Me relajo contra él.

—¿Todos saben que eres así de romántico?

—Cállate. —Su carcajada grave llena mi oído—. Pensé que te gustaría verlo.

—Me ha encantado verlo. —Entrelazo mi mano enguantada con la suya—. Gracias. —¿Así es la vida con Jonah? ¿Va a llevarme a sitios remotos para que conozca las maravillas del mundo? ¿Va a mostrarme cosas que no sabía que existían o de las que había oído, pero jamás pensé cuánto podían gustarme?

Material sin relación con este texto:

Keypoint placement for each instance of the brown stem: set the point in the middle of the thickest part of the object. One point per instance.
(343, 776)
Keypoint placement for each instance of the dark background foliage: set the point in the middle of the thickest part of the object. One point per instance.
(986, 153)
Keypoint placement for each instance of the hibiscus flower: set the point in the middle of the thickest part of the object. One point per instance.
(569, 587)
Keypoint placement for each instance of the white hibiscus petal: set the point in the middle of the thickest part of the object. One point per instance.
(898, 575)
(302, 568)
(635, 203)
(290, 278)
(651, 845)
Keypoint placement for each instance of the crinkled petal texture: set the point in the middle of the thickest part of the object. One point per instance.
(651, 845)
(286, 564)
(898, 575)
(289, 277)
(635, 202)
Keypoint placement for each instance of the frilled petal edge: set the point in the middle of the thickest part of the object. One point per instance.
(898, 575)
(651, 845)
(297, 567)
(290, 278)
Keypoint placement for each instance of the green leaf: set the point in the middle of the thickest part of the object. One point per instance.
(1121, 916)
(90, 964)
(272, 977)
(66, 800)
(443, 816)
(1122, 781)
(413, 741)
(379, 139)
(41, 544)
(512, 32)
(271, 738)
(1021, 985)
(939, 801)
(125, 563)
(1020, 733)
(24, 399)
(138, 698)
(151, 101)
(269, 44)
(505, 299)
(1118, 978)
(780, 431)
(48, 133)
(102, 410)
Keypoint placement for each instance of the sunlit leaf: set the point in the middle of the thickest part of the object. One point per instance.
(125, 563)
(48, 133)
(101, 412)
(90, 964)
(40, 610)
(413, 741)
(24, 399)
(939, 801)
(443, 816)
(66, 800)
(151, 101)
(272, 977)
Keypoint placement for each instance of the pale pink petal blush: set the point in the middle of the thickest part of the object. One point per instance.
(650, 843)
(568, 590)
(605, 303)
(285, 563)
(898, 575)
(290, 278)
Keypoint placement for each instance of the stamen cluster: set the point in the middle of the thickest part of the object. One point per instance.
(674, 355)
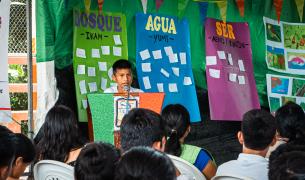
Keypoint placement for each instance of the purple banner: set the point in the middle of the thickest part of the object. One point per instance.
(229, 70)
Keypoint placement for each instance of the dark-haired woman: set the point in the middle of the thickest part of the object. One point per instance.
(61, 140)
(176, 121)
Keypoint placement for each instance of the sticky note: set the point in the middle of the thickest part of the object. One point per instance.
(176, 71)
(91, 71)
(145, 54)
(157, 54)
(146, 82)
(82, 87)
(160, 87)
(117, 51)
(117, 40)
(81, 69)
(146, 67)
(95, 53)
(211, 60)
(164, 72)
(105, 50)
(221, 54)
(241, 65)
(92, 87)
(102, 66)
(187, 81)
(172, 87)
(80, 53)
(182, 57)
(215, 73)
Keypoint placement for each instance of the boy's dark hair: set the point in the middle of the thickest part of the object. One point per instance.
(176, 120)
(24, 148)
(258, 128)
(121, 64)
(96, 161)
(143, 163)
(141, 127)
(290, 121)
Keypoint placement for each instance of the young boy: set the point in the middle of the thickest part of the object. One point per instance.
(257, 134)
(122, 75)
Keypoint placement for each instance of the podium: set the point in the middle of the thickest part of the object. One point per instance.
(104, 116)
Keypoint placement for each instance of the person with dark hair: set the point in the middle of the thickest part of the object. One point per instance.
(142, 163)
(122, 75)
(257, 134)
(25, 154)
(61, 140)
(7, 151)
(96, 161)
(176, 122)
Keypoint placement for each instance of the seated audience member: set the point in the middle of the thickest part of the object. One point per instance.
(25, 154)
(7, 152)
(176, 122)
(143, 163)
(96, 161)
(61, 139)
(257, 134)
(122, 75)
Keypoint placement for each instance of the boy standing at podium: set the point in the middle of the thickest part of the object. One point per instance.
(122, 75)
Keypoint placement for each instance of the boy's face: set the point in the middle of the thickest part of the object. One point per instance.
(122, 77)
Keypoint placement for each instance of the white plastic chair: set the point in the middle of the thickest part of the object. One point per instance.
(187, 168)
(53, 170)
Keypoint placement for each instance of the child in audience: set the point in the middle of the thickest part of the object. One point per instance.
(96, 161)
(122, 75)
(25, 154)
(176, 122)
(257, 134)
(61, 139)
(144, 163)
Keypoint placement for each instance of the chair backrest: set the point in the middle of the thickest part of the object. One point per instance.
(53, 170)
(187, 168)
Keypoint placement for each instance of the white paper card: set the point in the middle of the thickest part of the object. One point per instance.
(117, 51)
(187, 81)
(172, 87)
(117, 40)
(157, 54)
(80, 53)
(164, 72)
(211, 60)
(146, 82)
(160, 87)
(105, 50)
(92, 87)
(146, 67)
(95, 53)
(91, 71)
(82, 87)
(81, 69)
(215, 73)
(145, 54)
(182, 57)
(221, 54)
(102, 66)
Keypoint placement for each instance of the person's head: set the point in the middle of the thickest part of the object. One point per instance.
(141, 163)
(7, 151)
(60, 134)
(96, 161)
(122, 74)
(142, 127)
(257, 130)
(176, 122)
(290, 121)
(25, 154)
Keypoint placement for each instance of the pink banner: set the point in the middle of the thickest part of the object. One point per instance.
(231, 85)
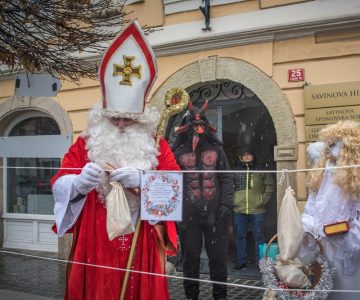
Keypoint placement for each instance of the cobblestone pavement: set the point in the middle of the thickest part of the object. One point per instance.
(28, 278)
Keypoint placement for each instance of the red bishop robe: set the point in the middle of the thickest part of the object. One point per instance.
(91, 245)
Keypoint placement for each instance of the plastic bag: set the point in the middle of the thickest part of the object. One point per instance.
(290, 228)
(118, 218)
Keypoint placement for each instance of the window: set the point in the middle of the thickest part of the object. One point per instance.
(28, 189)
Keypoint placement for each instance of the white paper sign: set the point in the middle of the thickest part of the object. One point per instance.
(161, 196)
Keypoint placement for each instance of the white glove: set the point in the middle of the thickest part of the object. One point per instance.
(309, 242)
(128, 177)
(88, 179)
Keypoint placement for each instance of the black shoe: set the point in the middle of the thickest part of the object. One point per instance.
(239, 267)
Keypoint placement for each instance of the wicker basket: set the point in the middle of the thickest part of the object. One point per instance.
(320, 271)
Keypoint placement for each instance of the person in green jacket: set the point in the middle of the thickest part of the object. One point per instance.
(252, 191)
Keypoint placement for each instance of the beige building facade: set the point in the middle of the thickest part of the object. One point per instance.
(243, 65)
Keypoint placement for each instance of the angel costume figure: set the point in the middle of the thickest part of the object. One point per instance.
(120, 137)
(334, 198)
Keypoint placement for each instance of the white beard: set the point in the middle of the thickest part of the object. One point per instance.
(135, 146)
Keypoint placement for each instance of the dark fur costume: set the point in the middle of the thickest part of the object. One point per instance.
(207, 200)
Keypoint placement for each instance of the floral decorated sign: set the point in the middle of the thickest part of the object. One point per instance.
(161, 196)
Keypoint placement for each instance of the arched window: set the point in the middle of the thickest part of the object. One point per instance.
(28, 174)
(31, 146)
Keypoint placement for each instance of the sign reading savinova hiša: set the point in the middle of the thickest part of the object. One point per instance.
(328, 104)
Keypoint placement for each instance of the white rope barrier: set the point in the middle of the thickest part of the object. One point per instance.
(199, 171)
(236, 285)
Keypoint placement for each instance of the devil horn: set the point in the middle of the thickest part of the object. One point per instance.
(190, 107)
(204, 107)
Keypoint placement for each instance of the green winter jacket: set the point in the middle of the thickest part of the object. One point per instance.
(252, 190)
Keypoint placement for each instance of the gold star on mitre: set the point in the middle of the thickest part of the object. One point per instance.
(127, 70)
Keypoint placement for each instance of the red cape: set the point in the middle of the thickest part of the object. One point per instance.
(92, 246)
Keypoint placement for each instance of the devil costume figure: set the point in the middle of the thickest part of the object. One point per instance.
(207, 201)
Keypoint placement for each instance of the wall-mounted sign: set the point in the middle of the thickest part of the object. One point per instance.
(312, 132)
(296, 74)
(330, 115)
(329, 95)
(328, 104)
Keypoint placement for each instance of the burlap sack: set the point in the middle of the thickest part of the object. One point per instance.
(293, 274)
(118, 218)
(290, 229)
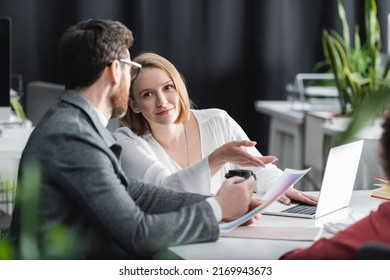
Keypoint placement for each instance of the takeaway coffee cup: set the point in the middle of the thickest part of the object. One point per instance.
(240, 172)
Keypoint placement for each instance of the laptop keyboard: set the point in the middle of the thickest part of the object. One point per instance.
(302, 209)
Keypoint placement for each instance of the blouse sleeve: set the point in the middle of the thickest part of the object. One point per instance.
(141, 163)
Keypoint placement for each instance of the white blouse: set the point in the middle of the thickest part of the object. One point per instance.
(144, 159)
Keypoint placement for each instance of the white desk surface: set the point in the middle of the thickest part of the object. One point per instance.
(266, 249)
(12, 143)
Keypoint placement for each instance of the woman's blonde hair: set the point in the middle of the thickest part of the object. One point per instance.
(136, 121)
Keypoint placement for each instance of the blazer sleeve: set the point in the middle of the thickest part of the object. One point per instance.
(140, 218)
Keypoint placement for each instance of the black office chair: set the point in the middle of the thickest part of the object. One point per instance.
(374, 251)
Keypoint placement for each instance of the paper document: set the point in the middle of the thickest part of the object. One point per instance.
(288, 178)
(276, 232)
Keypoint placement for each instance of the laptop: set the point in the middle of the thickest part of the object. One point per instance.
(336, 188)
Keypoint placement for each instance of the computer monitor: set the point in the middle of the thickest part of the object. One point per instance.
(5, 68)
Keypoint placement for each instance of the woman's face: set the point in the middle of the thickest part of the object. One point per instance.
(155, 97)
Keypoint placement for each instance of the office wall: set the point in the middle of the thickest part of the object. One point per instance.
(231, 52)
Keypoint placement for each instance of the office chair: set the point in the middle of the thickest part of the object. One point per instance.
(40, 96)
(374, 251)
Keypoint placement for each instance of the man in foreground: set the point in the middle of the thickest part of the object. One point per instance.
(84, 188)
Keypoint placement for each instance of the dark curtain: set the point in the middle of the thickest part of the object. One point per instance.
(231, 52)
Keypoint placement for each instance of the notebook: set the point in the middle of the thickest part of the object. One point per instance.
(336, 188)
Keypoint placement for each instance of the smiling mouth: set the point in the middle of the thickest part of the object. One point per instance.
(164, 112)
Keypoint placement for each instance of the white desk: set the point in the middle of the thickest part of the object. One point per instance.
(265, 249)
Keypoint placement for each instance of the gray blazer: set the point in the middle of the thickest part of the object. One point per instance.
(85, 189)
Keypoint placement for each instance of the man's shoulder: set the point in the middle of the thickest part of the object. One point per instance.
(209, 114)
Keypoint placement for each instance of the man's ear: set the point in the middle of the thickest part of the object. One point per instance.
(133, 105)
(115, 72)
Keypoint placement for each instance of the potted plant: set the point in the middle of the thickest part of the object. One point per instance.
(358, 69)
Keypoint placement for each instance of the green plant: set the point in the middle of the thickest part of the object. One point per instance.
(54, 243)
(358, 72)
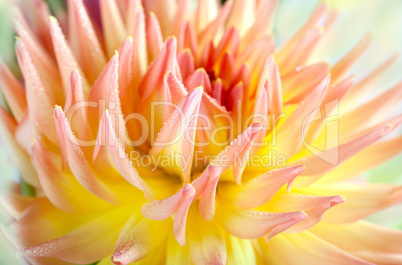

Porque, si ese es el caso, nunca me cansaré.

Me abraza con fuerza.

—Feliz Navidad, Barbie.

Echo la cabeza hacia atrás para besarle.

—Feliz Navidad, enorme y gruñón Yeti.

Capítulo 5

Enero

—Simon se quemó tanto la palma del pie que le salieron ampollas. Ha tenido que llevar las zapatillas del hotel durante todo el viaje de vuelta a casa. —Levanto la mano enguantada y estudio cómo el complejo patrón de un copo de nieve se derrite al toparse con el calor de mi cuerpo. No sé cómo es posible, dado que tengo tanto frío que se me pegan hasta las pestañas. «Al menos hará sol», ha prometido Jonah mientras tomábamos café—. Mi madre lo obligó a usar una silla de ruedas en el aeropuerto. Primero intentó discutir con ella; montaron una escena tremenda. Bueno, una escena tremenda para los estándares de Simon. Pero entonces recordó, «a pesar del dolor agudo e incontenible, con quién se había casado y se rindió sin más». —Mi imitación del acento británico estirado de Simon hace que se me escape una carcajada. No espero una respuesta, pero, de todos modos, el silencio me resulta ensordecedor—. Te caería bien Simon —logro decir pese al nudo que tengo en la garganta, intentando contener la emoción.